The architectural golden thread is a legal obligation under the Building Safety Act and a practical necessity on a £340M data hall. It is the continuous, auditable connection between what was specified, what was approved to change, and what was built. On Cranebank, with 54 pods, 320 drawings, and an RFI log that will run to several hundred items before handover, the golden thread is not a document — it is a live record. Loadbearer is that record.
The deviation register is not a retrospective list of what went wrong. It is a live feed of every departure from design intent — whether it was raised as an RFI, surfaced at a site inspection, identified in a TQ, or caught in a drawing comparison. Each deviation carries a drawing reference, a specification clause, a named owner, and a status: pending opinion, approved, rejected, or built-without-resolution. The last category is the one that matters. Loadbearer makes it visible.
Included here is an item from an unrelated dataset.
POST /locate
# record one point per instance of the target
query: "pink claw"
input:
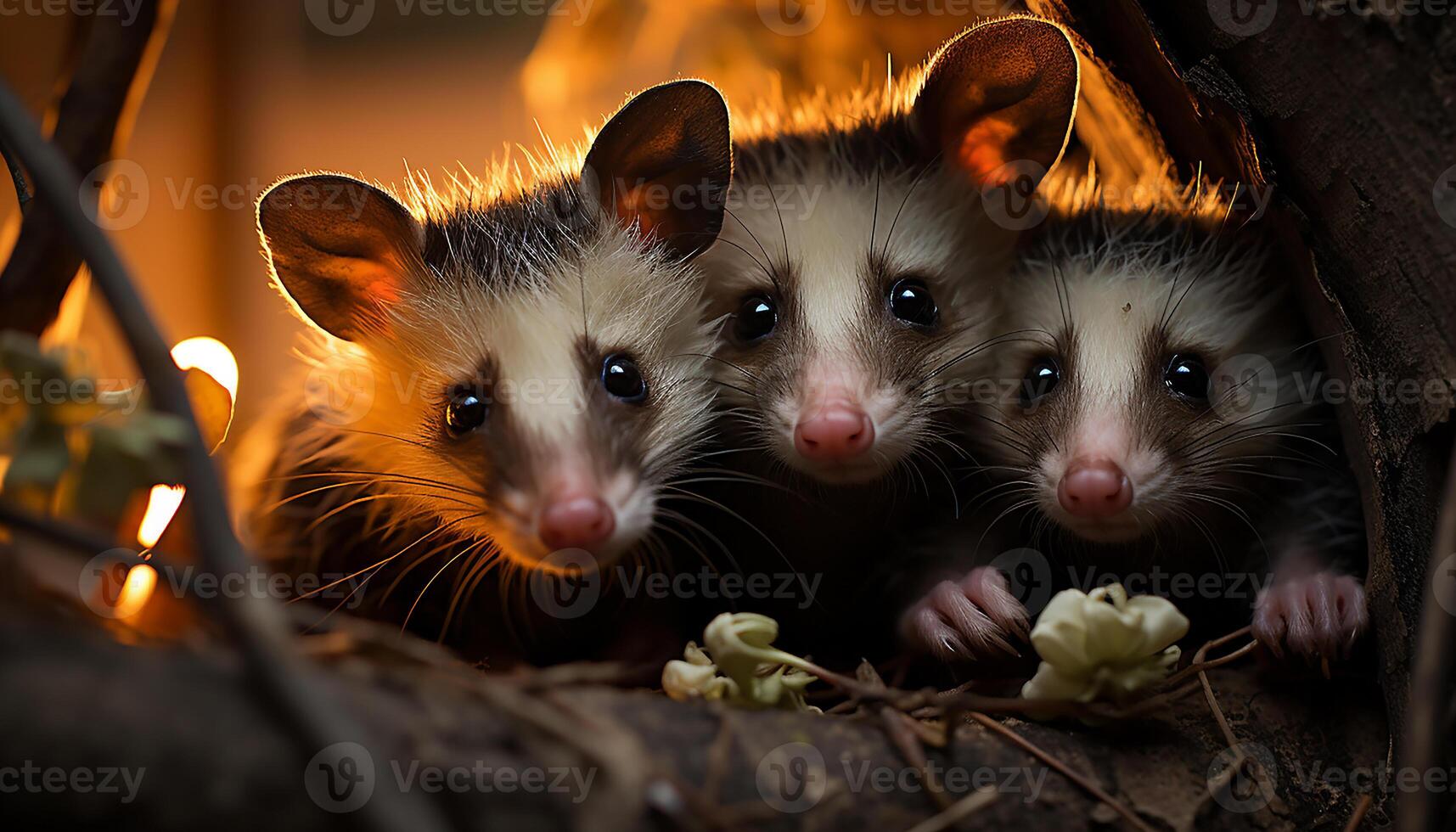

The substitution audit trail answers the question that handover always raises: when was this decision made, who made it, and what was the design authority's position? On Cranebank today, that question is answered by searching three email archives, one contractor RFI tracker, and Marchetti's own notes. On Loadbearer, it is answered in a single indexed query — product specified, product substituted, RFI reference, architectural opinion issued, client approval status, date of each. One record. No reconstruction.
Design-intent-as-data means that the design intent for each element of Cranebank is not locked inside a drawing that nobody can query — it is a structured record tied to a location, a package, and a set of approved parameters. When Marchetti gives an architectural opinion, it is recorded against that record. When the contractor installs something different, the departure is flagged against it. The gap between intent and reality is not discovered at handover. It is surfaced when it opens.
Loadbearer does not make architectural decisions. It surfaces the information that Marchetti needs to make them — and it records the decisions she makes so that Krupa, Halloran, and Donnelly can see the line between what was designed and what was built. The system signs nothing. Marchetti signs everything.
"My job is not to stop the substitution. My job is to know about it — in time to have a view. Loadbearer gives me that. It gives me the gap, before the gap is built."
— Marchetti · Lead Architect · Phoenix Digital (fictional)
Adjacent
The same record — from the client above and the contractor below.
Marchetti's deviation register is the same record that Halloran's programme view reads for design-driven programme risk, that Coughlan reads for commercial events above the approval threshold, and that Krupa reads for client-approval decisions. One source. The design intent Marchetti custodies runs from the drawing issue log to the as-built record without a gap — because the gap is what Loadbearer was built to close.
"The system that signs nothing for you."